Hay ausencias pequeñas, como la de dejar en blanco este blog por más de un mes.
Hay ausencias medianas, que se resuelven con una llamada telefónica.
Hay otras ausencias que son más largas y que duelen: la pérdida de memoria de una persona querida o los silencios indiferentes a la violencia.
Hoy es el día de recordar a las víctimas del holocausto. Por eso escogí esta foto a color. Para que el recuerdo no sea vago ni difuso ni congelado. Para recordar que hay vida pese a los adioses forzados de quienes tuvieron que perderlo casi todo.
#WeRemember Hoy participamos de la #JornadaDeLaMemoria ¿Qué sobrevive a esta tragedia? Cuando leo en la prensa o incluso veo el plan de estudios de mi hija en el colegio alemán, confirmo que menos de lo que desearía. Los pocos sobrevivientes que pueden contar sobre los horrores se van extinguiendo con el paso de los años. Hay iniciativas como la del Museo del holocausto de Illinois de crear hologramas de los sobrevivientes para que nos cuenten a nosotros y a los que vienen relatos de su experiencia.
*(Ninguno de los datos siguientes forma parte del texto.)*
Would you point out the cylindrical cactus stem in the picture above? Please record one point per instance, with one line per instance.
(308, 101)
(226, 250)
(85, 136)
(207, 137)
Para que su recuerdo perdure, con la noble intención, de que no se repita.
Pero los humanos no aprendemos de las experiencias ajenas. A veces incluso, así las vivamos en cuerpo propio. Alemania vive el resurgimiento de brotes antisemitas, de un partido político que llama al genocidio cometido por los Nazis en la segunda guerra mundial «una cagada de pájaro» en la historia alemana.
La grandeza no está en minimizar los errores, sino en reconocer el dolor inflingido y corregirlo, a través de la memoria, a través de inculcar la empatía. Trabajar para que la sociedad recuerde que cruzar las líneas rojas del «no matarás» tiene implicaciones en el largo plazo.
Llevar la carga de una culpa histórica es parte de la identidad de los pueblos. En el caso alemán no hay construcción de su relato que no pase por el filtro de Hitler, de Auschwitz y de la banalidad del mal. En el caso de mi país (que no viene al caso en esto del holocausto, salvo por su negativa a recibir judíos que buscaban salvarse del horror) ese relato pasará por el tamiz de la guerra con sus bombas y sus pompas, de la desigualdad, de la corrupción desvergonzada y, en los últimos años, del fanatismo basado en la ignorancia y alimentado por figuras patriarcales. Pero no quiero perderme del mensaje.
Escuchar los testimonios de los sobrevivientes, recorrer los monumentos en su honor, visitar el Museo Judío, (tarea que repetí durante los días de Navidad en Berlín) y ver las arrugas en las piel que cuentan no solo la huella del pasado el tiempo, sino también sus infortunios, sus ansias de vivir y su suerte de pese a todo vivir para contar su historia. Son relatos marcados por las carencias: de alimento, de abrigo, de bienestar. Pero sobretodo hay una abundancia macabra de: huérfanos y viudas, de hombres y mujeres que se vieron sin vecinos, sin compañeros de trabajo, sin pueblo, sin cotidianidades, y casi sin aliento luego de sobrevivir a las injurias, a las torturas y a la inagotable «sed de experimentación» genética y social de sus verdugos. Somos capaces de tanto para ser nada. Exterminamos pueblos, segregamos al diferente, llenos de miedos a perderlo todo, cuando no teníamos nada.
Esa es la desgracia humana: la falta de empatía. La ausencia de comprender la otredad.